Über Flockenwindeln wird viel geredet im Gerichtssaal. Warum fragt keine Krankenschwester nach, ob alles in Ordnung ist, wenn ein Angehöriger stets neue verlangt? Warum hat der Angehörige nicht von selbst gesagt, dass seine Freundin sehr viel Blut verliert? Er ist erst für kommende Woche als Zeuge geladen.
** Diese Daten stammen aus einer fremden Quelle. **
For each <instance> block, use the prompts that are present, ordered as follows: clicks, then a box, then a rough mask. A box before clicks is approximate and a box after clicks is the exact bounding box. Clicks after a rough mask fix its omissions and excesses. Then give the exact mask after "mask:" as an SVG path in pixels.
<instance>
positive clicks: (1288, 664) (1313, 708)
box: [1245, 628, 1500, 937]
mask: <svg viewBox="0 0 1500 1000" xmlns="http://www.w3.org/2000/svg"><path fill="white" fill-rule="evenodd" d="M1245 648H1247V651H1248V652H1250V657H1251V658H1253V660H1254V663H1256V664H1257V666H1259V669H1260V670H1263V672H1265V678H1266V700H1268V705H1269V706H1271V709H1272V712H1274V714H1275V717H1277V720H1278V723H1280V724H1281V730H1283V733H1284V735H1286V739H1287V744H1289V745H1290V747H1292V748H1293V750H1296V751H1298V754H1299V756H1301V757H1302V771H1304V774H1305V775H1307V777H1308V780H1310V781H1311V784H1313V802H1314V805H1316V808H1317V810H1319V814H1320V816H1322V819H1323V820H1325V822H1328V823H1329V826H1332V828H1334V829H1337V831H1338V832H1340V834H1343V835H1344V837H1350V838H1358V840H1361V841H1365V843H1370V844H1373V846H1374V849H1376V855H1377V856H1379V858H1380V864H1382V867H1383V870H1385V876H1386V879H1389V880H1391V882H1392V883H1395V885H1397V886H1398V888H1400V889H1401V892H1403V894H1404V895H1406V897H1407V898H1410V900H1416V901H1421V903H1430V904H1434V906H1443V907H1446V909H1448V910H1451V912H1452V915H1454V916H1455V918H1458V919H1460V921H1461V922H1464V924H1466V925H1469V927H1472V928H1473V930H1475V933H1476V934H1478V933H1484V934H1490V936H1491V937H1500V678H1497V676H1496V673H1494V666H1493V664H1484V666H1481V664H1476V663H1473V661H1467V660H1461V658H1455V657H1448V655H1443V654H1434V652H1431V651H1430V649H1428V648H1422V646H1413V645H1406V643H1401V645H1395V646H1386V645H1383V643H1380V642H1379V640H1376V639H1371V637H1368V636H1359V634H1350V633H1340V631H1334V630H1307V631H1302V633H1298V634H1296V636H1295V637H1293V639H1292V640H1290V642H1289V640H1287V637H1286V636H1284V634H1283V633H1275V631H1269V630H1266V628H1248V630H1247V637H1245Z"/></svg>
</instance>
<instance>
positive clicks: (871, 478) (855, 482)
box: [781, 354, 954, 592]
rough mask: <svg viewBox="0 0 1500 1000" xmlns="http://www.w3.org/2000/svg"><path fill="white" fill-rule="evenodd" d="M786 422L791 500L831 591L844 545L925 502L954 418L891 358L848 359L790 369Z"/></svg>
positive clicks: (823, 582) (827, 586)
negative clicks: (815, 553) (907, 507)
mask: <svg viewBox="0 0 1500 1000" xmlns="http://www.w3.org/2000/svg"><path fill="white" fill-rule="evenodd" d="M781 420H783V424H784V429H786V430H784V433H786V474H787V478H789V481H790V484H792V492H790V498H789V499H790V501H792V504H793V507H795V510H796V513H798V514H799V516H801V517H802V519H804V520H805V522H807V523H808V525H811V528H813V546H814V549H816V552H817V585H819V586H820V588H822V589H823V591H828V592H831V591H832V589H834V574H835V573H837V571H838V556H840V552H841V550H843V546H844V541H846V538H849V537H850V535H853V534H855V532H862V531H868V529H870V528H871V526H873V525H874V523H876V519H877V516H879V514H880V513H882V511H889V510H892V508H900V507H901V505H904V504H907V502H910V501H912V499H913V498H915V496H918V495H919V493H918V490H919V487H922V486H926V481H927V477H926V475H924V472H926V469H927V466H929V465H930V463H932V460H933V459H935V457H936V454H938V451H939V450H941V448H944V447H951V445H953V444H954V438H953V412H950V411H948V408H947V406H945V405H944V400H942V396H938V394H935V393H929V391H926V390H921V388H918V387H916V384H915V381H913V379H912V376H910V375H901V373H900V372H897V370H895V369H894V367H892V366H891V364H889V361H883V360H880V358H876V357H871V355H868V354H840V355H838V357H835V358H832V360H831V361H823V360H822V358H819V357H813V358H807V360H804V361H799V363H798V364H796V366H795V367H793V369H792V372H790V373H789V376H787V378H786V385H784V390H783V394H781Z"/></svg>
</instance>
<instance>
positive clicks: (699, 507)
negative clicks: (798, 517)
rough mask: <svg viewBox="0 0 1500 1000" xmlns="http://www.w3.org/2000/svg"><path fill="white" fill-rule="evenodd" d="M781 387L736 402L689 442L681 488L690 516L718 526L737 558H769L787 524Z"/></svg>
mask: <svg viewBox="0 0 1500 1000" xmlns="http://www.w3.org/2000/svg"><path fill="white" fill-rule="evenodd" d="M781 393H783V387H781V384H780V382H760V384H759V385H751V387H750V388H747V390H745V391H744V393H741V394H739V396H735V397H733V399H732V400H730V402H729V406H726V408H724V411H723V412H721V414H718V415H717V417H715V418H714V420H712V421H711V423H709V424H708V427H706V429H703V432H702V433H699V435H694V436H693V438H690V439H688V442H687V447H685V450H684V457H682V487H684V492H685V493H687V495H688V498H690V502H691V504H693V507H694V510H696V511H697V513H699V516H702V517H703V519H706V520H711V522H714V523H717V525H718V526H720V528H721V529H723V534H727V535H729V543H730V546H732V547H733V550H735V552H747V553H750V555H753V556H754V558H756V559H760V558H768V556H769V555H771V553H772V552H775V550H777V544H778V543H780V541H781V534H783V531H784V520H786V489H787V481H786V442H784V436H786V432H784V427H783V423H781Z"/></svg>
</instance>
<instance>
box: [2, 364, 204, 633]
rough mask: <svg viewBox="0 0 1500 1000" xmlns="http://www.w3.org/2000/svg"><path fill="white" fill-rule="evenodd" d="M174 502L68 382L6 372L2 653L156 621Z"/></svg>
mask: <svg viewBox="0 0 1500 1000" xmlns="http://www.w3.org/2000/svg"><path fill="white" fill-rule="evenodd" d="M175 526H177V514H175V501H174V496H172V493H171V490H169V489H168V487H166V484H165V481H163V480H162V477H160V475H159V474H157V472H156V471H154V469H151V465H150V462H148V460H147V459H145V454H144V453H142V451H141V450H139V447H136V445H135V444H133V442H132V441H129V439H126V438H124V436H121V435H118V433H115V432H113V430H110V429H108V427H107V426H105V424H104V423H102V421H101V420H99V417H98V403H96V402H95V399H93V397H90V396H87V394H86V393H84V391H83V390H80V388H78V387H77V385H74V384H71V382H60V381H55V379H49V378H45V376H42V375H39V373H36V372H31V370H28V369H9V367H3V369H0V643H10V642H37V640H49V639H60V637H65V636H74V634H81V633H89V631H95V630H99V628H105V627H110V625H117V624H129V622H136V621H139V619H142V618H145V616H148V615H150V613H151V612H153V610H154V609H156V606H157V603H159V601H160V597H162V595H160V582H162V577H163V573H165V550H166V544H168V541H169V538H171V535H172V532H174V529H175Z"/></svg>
Zum Prozessauftakt erzählt die Mutter. Hannas Lebensgefährte habe erzählt, dass er sogar die Bettwäsche wechseln hat müssen, weil diese durchgeblutet gewesen sei. Das hätte auffallen müssen, sagt Hannas Mutter.

Sie verbrachte die Nacht zu Hause. Die Wehen hatten den ganzen Tag gedauert, gegen Abend habe Hanna furchtbare Schmerzen gehabt. "Sie hat gesagt: Mama, ich glaube, ich bekomme nie wieder ein Kind." Am Morgen sah sie dann, dass der Lebensgefährte angerufen hatte. Und fuhr zurück in die Klinik, um ihren Enkel zu bewundern. "Ein süßer Junge", habe sie gedacht. Und dann gefragt, wo ihre Tochter sei. "Sie war leichenblass", sagt die Mutter. "Sie reagierte nicht auf mich, obwohl ihre Augen offen waren." Kurz darauf stand Hanna Bergs Herz still. Sie wurde wiederbelebt und kam auf die Intensivstation. Dort starb sie am 31. Januar.

Hannas Schwägerin ist ebenfalls als Zeugin geladen. Sie erzählt, einige Mitarbeiter des Krankenhauses hätten sich nach Hannas Tod mehrwürdig verhalten, hätten weggeguckt. "Eine Krankenschwester sagte: Es täte ihr sehr leid, ihr Beruf sei ihr Leben, das sollen wir ihr nicht kaputt machen." Und als sie Hannas Sohn aus dem Krankenhaus nach Hause holen wollte, habe sie um etwas Nahrung für ihn gebeten, diese sei ihr verweigert worden.

Darüber, dass so ein Verhalten unmöglich ist, herrscht Einigkeit im Gerichtssaal. Unstimmigkeiten gibt es bei der Frage, warum die Krankenakte als Dokumentation der Vorkommnisse nicht ausreicht, sondern sich das beteiligte Krankenhauspersonal nach dem Tod zusammensetzte, um ein gemeinsames Gedächtnisprotokoll zu verfassen. "Wenn jemand stirbt, geht man alles noch mal durch, um sicherzugehen, dass nichts vergessen wurde", sagt Tobias Z., damals Chefarzt für Frauenheilkunde in Bad Oldesloe. Er war damals im Urlaub, Wulfram H. sein Stellvertreter. Z. bezeichnet den Tod der Patientin als "schicksalhaftes Geschehen".